By early May 2021, the Zero project had spun off Cadet and revised Senior.
"I was thinking of you. I had Supravox problems to get my drivers but the latest two versions should finalize by the end of May. I also developed a smaller midrange and Zero now really sounds like I dreamt it would."
So Alain would have three models in his growing Zero range. The entry-level model would be Junior with 21cm/8.3" woofer, matching midrange and single or double horn tweeter on top. Cadet would be the middle model with bigger 25cm/9.8" woofer, the same midrange and again a single/double tweeter option. Senior would grow to dual 30cm/11.8" isobaric woofers and only come with dual tweeters. Midrange and tweeter would share between all three models. Only their woofers and cabinets scale up.
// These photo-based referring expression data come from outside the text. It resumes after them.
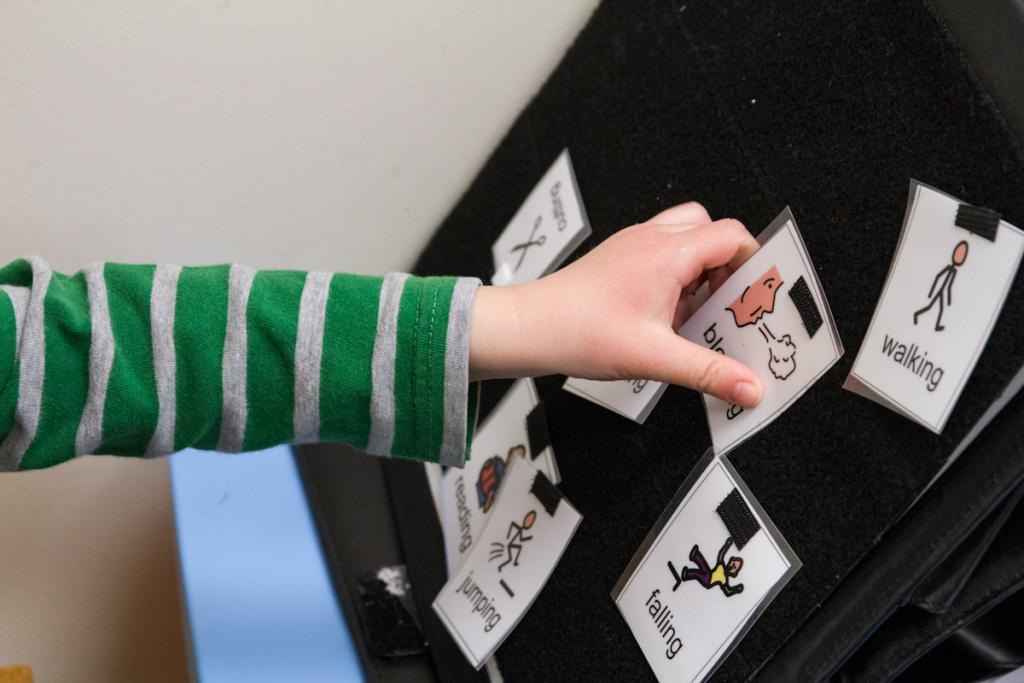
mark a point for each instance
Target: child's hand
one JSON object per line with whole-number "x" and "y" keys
{"x": 612, "y": 314}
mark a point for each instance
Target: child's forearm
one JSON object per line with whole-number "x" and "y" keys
{"x": 143, "y": 360}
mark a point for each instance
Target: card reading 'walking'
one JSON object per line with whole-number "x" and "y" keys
{"x": 549, "y": 225}
{"x": 712, "y": 564}
{"x": 953, "y": 268}
{"x": 530, "y": 526}
{"x": 770, "y": 314}
{"x": 515, "y": 429}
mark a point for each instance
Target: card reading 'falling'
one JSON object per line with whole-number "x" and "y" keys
{"x": 772, "y": 315}
{"x": 549, "y": 225}
{"x": 709, "y": 568}
{"x": 953, "y": 268}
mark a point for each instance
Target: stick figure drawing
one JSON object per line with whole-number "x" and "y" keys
{"x": 943, "y": 285}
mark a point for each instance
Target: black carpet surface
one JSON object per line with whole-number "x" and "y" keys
{"x": 747, "y": 107}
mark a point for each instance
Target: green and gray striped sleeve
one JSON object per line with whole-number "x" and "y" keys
{"x": 148, "y": 359}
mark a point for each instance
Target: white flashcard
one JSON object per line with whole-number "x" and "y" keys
{"x": 943, "y": 294}
{"x": 513, "y": 430}
{"x": 772, "y": 315}
{"x": 549, "y": 225}
{"x": 710, "y": 567}
{"x": 530, "y": 526}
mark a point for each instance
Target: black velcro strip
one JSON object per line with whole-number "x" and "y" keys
{"x": 537, "y": 430}
{"x": 809, "y": 313}
{"x": 546, "y": 493}
{"x": 738, "y": 518}
{"x": 981, "y": 221}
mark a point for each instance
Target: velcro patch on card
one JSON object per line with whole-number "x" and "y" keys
{"x": 800, "y": 294}
{"x": 546, "y": 493}
{"x": 537, "y": 428}
{"x": 983, "y": 222}
{"x": 737, "y": 518}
"To my ears the sound quality of the midrange/tweeter is just perfect so only the woofers and overall enclosure volumes change. My 21cm Zero midrange uses a historic Vega diaphragm with copper voice coil which is wound onto a Nomex former. A Western Electric-type shock absorber treatment really damps the waves which travel across the membrane to avoid phase rotation and accidents at the edges.
"The bass alignment for all three models is the 4th-order bandpass which scales up to isobaric for the top model to achieve -3dB/26Hz at high SPL. I think Zero Senior will be my final classic speaker design which covers 26Hz to 20kHz at 96dB/W/m in a very reasonably-sized enclosure for the home."
Given Alain's Cadet, I asked why for his speaker models, he didn't dig deeper into a sailor's ranks. "Lieutenant, Capitaine, Commandant… my life of 22 years in the Merchant Navy" he joked right back. But perhaps pinning those stripes to a speaker's epaulets was a bit much? Alain actually didn't think so. Thus a rechristening was in order. This gives us the speakers' respective rankings in Alain's former professional world. Amiral for admiral clearly remains reserved for his big hornspeaker still dreaming under Notre Dame de la Garde Basilica. Because my narrative followed this story through its many twists, I'll use the new names going forward to not confuse what came before. I'd originally signed up to review Junior. Now it was called Lieutenant. I'd gained two stripes and a turn. As Wikipedia puts it, "a lieutenant is a junior commissioned officer in the armed forces, fire services, police and other organizations of many nations…" plus a hifi speaker as it turns out.